コタツを考えたやつは本当に天才だ。寒い冬、足を突っ込んでいて眠くならないやつがいたとしたら、そいつは日本人ではない。今日は嫁もふたりともいないし、誰も訪ねてこない。なんて平和で、そしてなんて退屈な午後だろう。寒い冬で、俺は日本人でコタツに足を突っ込んでいるから眠い。夕方まで一眠りしよう。
そう思って、横になったのはどれぐらい前だったんだろうか。横になったときの時間は覚えていないが、20分も経っていないはず。まぶたの上からでもまだ日が照っているとわかるぐらい昼間だ。嫁さん方は夕方に帰ると言っていたが、もう帰って来たんだろうか。何者かに顔を触られていた。その手を掴んでみるとやけに小さい。
俺は目を開けた。そしてそこに、驚いた顔をしたなまえがいるのを見て思い出したのだ。今日はなまえを預かっていたんだ、と。

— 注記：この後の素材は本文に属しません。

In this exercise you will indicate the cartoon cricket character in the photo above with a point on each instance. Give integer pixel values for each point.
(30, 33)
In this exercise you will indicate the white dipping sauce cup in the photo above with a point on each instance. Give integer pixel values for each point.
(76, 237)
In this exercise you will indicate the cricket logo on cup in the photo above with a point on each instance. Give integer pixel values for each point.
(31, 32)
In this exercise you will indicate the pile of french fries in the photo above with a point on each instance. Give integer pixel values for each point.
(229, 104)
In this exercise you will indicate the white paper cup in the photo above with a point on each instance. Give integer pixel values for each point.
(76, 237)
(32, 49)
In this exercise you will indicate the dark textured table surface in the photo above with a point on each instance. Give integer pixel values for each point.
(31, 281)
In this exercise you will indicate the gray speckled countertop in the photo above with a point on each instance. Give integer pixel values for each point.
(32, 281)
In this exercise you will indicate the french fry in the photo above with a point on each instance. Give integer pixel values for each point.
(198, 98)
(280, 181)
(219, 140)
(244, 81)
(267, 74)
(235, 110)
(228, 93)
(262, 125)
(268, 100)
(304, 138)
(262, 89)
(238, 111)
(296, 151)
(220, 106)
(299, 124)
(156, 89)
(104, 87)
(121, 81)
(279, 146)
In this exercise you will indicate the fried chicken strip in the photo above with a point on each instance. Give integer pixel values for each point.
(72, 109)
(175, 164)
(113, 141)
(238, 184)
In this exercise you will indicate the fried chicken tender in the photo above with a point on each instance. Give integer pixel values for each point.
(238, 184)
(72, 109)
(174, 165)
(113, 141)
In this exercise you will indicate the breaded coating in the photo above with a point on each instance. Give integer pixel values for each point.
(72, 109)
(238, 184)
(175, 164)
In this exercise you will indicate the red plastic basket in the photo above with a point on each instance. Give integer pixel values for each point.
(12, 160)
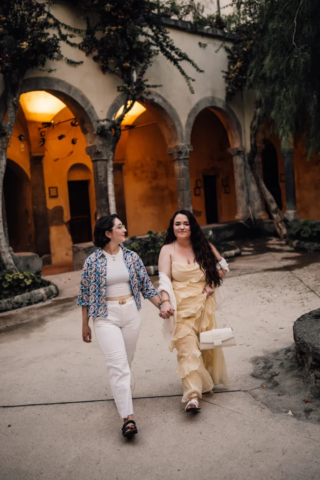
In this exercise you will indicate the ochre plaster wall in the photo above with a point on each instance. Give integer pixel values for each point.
(210, 157)
(276, 142)
(149, 180)
(19, 151)
(18, 192)
(307, 177)
(60, 156)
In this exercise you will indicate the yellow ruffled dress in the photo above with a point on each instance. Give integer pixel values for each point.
(198, 370)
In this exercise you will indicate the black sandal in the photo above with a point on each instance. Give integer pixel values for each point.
(127, 431)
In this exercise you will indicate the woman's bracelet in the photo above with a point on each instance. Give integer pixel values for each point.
(159, 305)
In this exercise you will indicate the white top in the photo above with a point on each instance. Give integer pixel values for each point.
(118, 281)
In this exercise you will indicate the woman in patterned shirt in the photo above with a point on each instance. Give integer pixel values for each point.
(112, 280)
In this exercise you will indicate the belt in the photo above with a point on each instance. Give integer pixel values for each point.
(121, 300)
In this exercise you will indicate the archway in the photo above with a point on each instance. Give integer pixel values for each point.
(232, 183)
(211, 170)
(144, 176)
(54, 139)
(79, 189)
(18, 208)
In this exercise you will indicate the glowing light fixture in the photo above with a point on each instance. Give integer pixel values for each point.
(133, 114)
(40, 106)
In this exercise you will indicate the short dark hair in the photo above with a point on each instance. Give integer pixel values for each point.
(103, 225)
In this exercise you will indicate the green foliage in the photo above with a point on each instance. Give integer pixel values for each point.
(276, 53)
(12, 284)
(124, 37)
(148, 248)
(25, 42)
(303, 230)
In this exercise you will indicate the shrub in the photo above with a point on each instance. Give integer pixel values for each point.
(148, 248)
(306, 230)
(12, 284)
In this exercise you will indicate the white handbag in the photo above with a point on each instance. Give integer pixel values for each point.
(217, 337)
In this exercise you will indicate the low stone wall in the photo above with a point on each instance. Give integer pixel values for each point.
(306, 333)
(29, 298)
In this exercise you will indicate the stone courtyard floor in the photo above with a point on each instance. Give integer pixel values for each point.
(57, 420)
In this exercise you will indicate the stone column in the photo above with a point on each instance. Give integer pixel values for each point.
(243, 207)
(39, 206)
(180, 156)
(100, 175)
(287, 153)
(256, 199)
(4, 219)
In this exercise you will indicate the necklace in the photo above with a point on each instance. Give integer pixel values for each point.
(113, 256)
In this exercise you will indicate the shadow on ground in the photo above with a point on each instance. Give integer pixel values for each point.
(285, 388)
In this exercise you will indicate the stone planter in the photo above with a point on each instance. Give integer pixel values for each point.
(29, 298)
(306, 333)
(302, 245)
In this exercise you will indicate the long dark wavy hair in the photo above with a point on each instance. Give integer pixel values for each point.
(201, 247)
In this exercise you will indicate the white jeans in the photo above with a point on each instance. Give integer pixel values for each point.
(117, 336)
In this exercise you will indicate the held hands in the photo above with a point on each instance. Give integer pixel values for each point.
(209, 290)
(166, 310)
(86, 333)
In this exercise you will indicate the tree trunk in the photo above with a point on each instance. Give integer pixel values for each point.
(4, 244)
(12, 100)
(275, 211)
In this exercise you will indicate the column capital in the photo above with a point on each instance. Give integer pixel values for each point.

「いやぁ、悪い悪い、あんまりにも静かなもんだから忘れ…いやいや、忘れてたわけじゃあないんだ」
我ながら苦しい言い訳だ。なまえはここの客にしては静かすぎる。赤木が「紙とクレヨンを渡しておけば何時間でも絵を描いてる」と言っていたが本当だったようだ。 俺は仰向けになって、驚いたのか固まっているなまえを腹の上にうつぶせに置いた。こんなに軽々しく持ち上がっていいのだろうか。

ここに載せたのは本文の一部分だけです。